US Supreme Court Again Weighs Minors' Life Sentences Without Parole
The Supreme Court this week is set to consider whether its decision to strike down automatic life sentences with no chance of release for teenage killers should apply retroactively, a decision that could determine the fate of hundreds of inmates whose convictions are final.
The nation's highest tribunal will hear the case of Henry Montgomery, who was found guilty in 1963 of fatally shooting a sheriff's deputy in Baton Rouge, Louisiana and has been serving a life sentence ever since, according to the Associated Press.
In a 5-4 decision, the court ruled in 2012 that mandatory life sentences for juvenile offenders were unconstitutional. The justices had already outlawed the use of the death penalty for underage killers in 2005, and, five years later, prohibited life without parole for non-homicides, USA Today noted.
Whether the 2012 rules should apply to those convicted before the decision was reached, however, has been left up to state courts and legislatures, who have handled the issue in a variety of fashions. Fourteen state supreme courts have ordered for the ruling to be applied retroactively, while seven others, along with four federal appeals courts, have issued contrary decisions.

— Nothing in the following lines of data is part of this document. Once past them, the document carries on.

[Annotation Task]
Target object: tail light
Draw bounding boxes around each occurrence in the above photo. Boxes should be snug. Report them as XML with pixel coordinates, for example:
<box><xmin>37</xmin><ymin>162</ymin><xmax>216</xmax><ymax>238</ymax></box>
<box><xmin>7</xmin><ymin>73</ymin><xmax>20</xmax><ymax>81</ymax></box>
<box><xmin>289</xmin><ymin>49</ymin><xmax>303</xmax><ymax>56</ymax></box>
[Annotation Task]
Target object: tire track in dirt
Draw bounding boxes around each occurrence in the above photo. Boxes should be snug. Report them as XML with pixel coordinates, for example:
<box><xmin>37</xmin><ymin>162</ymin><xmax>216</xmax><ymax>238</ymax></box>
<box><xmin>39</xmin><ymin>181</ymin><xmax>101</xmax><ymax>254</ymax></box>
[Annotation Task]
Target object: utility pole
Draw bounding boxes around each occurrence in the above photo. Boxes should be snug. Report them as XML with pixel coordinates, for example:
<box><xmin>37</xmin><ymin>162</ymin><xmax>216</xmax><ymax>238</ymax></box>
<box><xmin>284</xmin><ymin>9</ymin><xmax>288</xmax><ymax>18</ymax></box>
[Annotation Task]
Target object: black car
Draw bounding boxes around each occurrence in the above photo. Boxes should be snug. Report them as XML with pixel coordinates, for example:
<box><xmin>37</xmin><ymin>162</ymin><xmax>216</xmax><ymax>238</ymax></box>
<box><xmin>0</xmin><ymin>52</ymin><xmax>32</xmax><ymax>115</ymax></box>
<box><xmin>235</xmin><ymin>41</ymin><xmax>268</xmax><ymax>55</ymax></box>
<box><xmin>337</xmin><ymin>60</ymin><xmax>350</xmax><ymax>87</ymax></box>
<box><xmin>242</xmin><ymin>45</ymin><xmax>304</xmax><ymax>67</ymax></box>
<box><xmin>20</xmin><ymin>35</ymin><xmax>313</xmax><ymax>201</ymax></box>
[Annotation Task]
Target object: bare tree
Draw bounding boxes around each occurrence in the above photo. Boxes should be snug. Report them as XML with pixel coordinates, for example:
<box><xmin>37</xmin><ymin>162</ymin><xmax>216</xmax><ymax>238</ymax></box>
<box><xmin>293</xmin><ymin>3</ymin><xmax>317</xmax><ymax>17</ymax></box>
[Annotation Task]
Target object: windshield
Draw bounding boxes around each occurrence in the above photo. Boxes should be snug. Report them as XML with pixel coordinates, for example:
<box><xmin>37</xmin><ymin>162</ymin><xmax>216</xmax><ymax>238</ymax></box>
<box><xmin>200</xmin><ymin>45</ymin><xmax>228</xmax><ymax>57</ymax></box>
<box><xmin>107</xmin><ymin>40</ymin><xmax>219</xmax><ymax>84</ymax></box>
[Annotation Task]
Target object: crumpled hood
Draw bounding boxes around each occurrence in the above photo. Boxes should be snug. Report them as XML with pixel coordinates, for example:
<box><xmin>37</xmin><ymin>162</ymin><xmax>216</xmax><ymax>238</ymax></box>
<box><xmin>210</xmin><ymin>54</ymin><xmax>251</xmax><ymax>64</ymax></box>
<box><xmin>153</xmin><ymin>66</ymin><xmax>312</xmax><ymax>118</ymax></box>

Some family members of juvenile homicide victims are among those urging the Supreme Court to extend the prohibition on life without parole to all prisoners convicted as minors, the newspaper noted. Sharletta Evans, whose 3-year-old son was shot and killed four days before Christmas in 1995, has forgiven the then-14-year-old killer.
Evans even created a nonprofit in Colorado dedicated to connecting offenders and victims in search of healing. Fifteen state governments, on the other hand, have taken the opposite stance and are urging the nine justices not to make their 2012 ruling retroactive.
"The convictions for these state prisoners span more than five decades," the states wrote in a brief filed with the Supreme Court. "Thus, the considerations of finality weigh heavily here. Any retroactive application of Miller would challenge the settled expectations of victims that these violent murderers would never be subject to release."